After creating the scenic project The Silence of Sound –where the world of clowning merges with music– De la Parra assured that he never conceived it as something aimed at a specific type of audience. «It is a project aimed at children from zero to 100 or 120 years old. I always see children in the stalls, perhaps they are children of an older age who have already realized that what we offer is interesting. “It’s not that the audiences are aging, it’s that we found out too late how beautiful it is.”
He also reflected on the future of classical music. “I love the 20th century, especially at the beginning, the music of the 20s and 30s,” she explained.
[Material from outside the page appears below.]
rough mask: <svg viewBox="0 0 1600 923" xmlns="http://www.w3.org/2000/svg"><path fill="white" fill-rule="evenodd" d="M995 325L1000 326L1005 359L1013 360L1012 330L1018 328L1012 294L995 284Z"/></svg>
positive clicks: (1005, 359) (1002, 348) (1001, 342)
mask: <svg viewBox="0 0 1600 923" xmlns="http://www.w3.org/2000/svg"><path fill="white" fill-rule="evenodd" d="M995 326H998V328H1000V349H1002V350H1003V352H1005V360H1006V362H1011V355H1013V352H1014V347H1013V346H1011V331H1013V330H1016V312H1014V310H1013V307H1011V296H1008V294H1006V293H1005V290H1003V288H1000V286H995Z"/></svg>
A historical context that he considered very similar to the current one. “In hard times there is always a creative awakening, the positive part of the negative is that creativity bubbles and today, one hundred years later, look at what a terrible moment we find ourselves in.”
In addition to working intensely on rehearsals, De la Parra has had the opportunity to get to know the Island well and enjoy its temperatures. “I love being able to be here in January, it is poetry to be in this climate and with these kind people.”
He also spoke about the difficulties of his profession, regardless of being a man or a woman. “Being an orchestra conductor is extremely difficult because it requires developing many aspects.” In fact, after 20 years conducting professional orchestras, “I’m only now starting to feel like I really understand how to do it. That’s why the greatest directors are those who are in their 60s or 70s. Only when you have been there for many years do you begin to understand well how this beautiful mechanism that is an orchestra works », he concluded before continuing with the preparations for his first two concerts in the Archipelago.